Our Father (Documentary) is particularly resonant given the questions it raises about how our legal system views those seeking control over their own reproductive choices, and restitution when that autonomy is violated’ Wallace wrote
WHERE TO WATCH DOCUMENTARY:
WHAT IT’S ABOUT (The movie):
After a woman’s at-home DNA test reveals multiple half-siblings, she discovers a shocking scheme involving donor sperm and a popular fertility doctor.
WHAT WE THOUGHT:
It’s been a while since I felt disgusted and angry after watching something.
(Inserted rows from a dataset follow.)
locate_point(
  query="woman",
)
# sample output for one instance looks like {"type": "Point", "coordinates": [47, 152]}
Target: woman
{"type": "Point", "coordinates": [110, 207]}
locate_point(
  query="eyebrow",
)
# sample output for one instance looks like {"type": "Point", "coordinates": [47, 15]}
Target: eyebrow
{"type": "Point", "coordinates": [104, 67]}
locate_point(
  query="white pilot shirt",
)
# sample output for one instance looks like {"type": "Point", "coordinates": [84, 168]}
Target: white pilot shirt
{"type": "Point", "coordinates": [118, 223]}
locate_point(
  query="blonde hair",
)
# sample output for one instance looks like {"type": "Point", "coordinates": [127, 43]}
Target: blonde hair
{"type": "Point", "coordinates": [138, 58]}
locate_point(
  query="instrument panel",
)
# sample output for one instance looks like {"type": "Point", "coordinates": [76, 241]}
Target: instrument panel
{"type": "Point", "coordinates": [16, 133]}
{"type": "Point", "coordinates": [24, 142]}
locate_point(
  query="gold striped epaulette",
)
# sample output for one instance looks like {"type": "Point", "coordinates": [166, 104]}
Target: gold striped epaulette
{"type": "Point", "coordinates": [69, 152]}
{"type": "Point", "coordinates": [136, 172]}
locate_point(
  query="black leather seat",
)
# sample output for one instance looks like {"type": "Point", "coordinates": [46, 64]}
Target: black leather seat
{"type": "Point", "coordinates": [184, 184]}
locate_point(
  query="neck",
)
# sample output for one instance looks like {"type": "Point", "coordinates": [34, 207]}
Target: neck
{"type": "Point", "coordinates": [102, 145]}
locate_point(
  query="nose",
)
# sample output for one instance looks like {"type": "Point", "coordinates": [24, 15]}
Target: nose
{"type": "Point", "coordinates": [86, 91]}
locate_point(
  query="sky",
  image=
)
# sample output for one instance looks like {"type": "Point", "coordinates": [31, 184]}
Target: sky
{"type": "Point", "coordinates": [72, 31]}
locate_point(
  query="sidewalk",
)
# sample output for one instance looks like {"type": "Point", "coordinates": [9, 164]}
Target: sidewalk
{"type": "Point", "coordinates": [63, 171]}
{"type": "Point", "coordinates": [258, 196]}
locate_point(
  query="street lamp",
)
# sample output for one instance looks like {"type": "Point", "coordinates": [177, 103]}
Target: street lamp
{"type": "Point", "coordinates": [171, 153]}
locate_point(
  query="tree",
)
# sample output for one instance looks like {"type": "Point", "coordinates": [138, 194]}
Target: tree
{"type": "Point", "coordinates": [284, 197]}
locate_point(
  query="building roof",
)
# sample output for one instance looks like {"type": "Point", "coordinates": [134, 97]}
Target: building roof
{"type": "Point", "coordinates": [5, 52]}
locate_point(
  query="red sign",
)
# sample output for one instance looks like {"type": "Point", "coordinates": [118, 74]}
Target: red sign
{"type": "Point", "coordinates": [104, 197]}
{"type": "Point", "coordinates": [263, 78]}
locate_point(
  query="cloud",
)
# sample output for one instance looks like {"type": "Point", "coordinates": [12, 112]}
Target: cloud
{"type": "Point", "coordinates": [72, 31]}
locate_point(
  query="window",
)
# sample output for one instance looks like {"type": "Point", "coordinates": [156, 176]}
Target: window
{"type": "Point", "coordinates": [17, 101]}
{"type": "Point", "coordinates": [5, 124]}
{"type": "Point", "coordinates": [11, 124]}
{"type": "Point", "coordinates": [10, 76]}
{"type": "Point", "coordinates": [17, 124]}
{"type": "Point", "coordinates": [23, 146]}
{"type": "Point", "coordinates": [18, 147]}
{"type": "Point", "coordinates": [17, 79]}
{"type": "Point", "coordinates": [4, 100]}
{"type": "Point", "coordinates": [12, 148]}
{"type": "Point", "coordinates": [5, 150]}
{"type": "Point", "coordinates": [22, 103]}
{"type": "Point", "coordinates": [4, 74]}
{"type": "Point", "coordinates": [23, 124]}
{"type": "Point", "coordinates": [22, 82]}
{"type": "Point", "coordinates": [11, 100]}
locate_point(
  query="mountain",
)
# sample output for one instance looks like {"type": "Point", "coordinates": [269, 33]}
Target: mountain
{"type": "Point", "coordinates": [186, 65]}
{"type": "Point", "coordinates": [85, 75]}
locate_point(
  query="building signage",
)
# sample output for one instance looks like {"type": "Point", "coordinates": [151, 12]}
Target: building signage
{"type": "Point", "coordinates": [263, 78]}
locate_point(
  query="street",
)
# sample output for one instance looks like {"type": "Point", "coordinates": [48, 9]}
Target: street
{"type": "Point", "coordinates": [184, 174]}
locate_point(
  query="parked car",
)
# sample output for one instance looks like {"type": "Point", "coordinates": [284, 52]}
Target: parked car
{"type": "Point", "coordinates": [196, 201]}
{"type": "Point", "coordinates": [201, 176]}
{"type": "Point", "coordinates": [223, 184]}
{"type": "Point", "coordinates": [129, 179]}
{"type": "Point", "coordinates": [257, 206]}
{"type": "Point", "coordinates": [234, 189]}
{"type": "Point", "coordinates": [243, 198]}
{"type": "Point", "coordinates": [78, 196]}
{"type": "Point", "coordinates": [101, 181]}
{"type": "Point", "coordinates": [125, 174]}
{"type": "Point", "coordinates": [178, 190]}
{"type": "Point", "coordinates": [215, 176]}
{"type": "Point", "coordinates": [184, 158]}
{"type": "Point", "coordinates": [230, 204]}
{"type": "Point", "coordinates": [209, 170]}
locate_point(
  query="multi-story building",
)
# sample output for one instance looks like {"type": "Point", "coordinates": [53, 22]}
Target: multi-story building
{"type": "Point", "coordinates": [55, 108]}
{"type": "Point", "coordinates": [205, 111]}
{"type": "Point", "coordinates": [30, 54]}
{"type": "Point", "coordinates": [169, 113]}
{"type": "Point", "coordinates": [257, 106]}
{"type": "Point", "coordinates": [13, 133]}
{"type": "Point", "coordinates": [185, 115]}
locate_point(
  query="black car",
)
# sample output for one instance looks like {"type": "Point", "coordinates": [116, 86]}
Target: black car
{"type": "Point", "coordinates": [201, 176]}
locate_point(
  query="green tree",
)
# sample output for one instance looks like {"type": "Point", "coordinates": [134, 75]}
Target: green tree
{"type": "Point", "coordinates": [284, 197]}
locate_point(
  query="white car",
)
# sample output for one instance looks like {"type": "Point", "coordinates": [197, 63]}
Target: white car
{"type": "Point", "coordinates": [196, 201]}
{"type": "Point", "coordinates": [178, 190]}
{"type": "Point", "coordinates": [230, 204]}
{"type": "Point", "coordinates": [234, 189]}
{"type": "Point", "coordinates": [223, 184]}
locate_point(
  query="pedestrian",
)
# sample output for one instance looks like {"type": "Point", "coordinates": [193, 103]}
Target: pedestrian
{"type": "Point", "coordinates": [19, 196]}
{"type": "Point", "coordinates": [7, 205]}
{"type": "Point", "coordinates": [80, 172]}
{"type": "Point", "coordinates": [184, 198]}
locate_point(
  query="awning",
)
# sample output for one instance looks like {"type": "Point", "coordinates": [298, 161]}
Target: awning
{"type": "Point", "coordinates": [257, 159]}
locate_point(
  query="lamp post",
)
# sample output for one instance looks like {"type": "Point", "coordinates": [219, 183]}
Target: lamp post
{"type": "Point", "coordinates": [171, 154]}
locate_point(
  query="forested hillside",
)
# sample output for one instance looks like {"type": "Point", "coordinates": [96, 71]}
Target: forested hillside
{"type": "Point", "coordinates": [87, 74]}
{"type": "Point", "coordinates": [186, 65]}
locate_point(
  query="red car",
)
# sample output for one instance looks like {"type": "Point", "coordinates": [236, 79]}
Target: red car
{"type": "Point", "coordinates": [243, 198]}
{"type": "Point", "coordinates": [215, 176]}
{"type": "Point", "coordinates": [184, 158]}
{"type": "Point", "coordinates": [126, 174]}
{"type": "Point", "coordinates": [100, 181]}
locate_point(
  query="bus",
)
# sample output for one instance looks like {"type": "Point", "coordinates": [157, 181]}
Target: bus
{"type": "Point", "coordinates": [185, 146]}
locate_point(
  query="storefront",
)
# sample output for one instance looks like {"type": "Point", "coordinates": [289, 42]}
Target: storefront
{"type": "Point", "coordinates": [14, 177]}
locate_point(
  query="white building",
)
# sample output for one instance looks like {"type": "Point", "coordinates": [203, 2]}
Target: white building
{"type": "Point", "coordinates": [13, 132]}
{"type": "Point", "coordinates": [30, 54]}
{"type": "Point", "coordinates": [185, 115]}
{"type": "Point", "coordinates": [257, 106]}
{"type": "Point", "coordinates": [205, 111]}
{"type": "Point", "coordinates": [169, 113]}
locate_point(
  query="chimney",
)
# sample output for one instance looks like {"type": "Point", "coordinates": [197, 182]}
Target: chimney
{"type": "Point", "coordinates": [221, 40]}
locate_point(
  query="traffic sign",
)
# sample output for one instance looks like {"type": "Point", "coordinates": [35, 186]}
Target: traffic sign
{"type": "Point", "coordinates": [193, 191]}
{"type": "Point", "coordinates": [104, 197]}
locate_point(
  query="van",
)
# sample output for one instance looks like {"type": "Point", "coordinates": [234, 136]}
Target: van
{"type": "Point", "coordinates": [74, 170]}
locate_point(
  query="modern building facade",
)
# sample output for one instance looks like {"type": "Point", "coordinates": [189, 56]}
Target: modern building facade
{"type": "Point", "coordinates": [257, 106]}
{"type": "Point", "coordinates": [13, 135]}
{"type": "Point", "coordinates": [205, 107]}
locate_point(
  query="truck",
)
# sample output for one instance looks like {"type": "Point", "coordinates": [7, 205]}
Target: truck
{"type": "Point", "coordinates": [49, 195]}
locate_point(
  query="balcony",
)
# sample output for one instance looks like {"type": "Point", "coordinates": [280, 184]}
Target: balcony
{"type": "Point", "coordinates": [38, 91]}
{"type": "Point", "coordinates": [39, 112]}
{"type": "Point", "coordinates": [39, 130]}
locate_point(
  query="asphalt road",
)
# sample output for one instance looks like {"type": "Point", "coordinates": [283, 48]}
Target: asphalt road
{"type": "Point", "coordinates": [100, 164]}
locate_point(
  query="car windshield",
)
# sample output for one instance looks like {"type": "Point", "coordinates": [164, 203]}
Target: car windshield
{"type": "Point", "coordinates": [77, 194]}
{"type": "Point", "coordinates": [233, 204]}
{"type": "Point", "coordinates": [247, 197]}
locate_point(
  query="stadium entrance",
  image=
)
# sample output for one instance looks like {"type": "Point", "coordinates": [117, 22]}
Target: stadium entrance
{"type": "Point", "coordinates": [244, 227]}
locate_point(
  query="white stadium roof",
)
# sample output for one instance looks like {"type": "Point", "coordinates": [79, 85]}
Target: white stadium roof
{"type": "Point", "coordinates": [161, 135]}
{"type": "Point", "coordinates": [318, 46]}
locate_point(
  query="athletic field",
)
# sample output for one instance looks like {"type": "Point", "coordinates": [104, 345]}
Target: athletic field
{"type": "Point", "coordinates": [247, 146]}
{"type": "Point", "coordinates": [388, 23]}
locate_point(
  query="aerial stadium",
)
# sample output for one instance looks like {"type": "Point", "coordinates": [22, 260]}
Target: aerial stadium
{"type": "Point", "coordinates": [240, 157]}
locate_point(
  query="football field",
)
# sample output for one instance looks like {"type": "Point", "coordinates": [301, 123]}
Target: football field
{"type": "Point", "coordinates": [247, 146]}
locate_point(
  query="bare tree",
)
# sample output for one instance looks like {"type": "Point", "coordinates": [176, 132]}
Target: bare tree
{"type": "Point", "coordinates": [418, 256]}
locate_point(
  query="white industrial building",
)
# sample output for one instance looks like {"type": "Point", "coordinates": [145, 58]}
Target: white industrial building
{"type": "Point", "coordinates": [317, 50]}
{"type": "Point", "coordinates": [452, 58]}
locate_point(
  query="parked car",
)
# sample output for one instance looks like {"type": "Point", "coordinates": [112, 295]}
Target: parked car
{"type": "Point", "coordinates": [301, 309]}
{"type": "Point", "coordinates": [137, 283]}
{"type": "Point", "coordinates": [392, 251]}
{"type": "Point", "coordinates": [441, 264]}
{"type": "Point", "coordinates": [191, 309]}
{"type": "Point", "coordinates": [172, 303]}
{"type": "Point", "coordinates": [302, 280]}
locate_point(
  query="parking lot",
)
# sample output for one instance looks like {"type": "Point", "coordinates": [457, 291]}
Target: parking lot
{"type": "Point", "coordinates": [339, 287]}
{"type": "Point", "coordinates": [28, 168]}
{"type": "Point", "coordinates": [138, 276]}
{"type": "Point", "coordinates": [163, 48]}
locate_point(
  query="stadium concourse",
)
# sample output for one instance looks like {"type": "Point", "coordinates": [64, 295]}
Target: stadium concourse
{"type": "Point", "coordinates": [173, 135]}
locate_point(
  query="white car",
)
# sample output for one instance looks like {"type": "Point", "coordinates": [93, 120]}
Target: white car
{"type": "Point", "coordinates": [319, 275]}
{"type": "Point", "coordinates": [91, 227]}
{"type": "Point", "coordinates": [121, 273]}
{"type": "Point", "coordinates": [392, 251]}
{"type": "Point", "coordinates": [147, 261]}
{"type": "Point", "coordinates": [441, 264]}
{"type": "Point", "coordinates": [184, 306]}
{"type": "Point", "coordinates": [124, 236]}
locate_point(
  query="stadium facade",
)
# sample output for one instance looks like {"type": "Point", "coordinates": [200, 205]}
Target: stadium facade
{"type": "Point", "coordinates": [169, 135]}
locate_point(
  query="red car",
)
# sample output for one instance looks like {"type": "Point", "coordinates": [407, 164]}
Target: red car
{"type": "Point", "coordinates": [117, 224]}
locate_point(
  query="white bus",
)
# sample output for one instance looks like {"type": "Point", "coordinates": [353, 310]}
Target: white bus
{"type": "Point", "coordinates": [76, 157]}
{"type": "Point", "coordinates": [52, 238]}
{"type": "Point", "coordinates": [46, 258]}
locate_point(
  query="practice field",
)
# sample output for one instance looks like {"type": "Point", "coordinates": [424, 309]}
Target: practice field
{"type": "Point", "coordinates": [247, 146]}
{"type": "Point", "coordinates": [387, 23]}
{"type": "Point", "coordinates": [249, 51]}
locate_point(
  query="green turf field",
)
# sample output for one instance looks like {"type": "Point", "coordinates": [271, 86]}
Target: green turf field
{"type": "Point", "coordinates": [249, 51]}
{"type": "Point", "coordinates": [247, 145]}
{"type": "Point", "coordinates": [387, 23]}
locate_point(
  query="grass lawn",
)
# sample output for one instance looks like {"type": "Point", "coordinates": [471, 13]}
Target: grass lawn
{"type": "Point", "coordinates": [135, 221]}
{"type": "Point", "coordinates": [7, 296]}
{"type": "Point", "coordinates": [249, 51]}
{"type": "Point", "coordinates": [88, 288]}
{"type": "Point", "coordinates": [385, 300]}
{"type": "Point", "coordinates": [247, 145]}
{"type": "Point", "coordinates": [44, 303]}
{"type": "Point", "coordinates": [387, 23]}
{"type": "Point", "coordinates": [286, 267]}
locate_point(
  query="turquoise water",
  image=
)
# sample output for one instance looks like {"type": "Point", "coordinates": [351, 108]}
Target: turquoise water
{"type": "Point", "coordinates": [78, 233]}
Disgust seems to have been the running theme with viewers of Our Father, Netflix’s latest documentary. Since it premiered on the streaming service on Wednesday, it has been trending on social media.
Produced by Blumhouse Productions, best known for its horror films, it has fittingly been dubbed a horror-movie documentary. The story very much unfolds like one, with each shocking discovery worst than the one before.
We are first introduced to Jacoba Ballard, an only child who always felt she was different. Her parents were dark-haired and brown-eyed, while she is blonde and blue-eyed. Her mother told her she was conceived via a sperm donor, making Ballard long for a brother or a sister. At the age of 35 Ballard takes an at-home DNA test and discovers that she had seven half-siblings, a number that soon started growing. Ballard and her siblings make a horrifying discovery that their parents all had the same fertility doctor, Dr Donald Cline, and he inseminated his patients with his own sperm.
The rest of the documentary follows the siblings as they investigate Cline and attempt to get some form of justice for themselves and their mothers. It really is a heartbreaking, gut-wrenching watch as you see the siblings struggle with health issues and identity crises and the mothers who were essentially violated as they did not give consent to Cline using his sperm. In a scene, one of the mothers says, “I was raped 15 times and didn’t even know it.” While each participant tells their story, the tally of siblings goes up, ending with 94 and counting. The last sibling’s story featured in the documentary was by far the biggest plot twist; Cline was her gynaecologist.
While Cline is never interviewed, we do hear his voice from recordings. I could empathise with the siblings as a viewer as we never really understand what Cline’s real motives were. Was it a God-like complex? Was he affiliated with an extremist Christian sect called the Quiverfull that encourages its followers to reproduce prolifically, as hypothesised in the film? It is mind-boggling that this man really thinks he did nothing wrong. Listening to the siblings recount their meeting with him, a pair of close friends, his phone calls to Ballard and FOX59 morning news anchor Angela Ganote, who recounts her meeting with him – he is a man who is devoid of feeling any empathy or remorse for the lives he has messed up.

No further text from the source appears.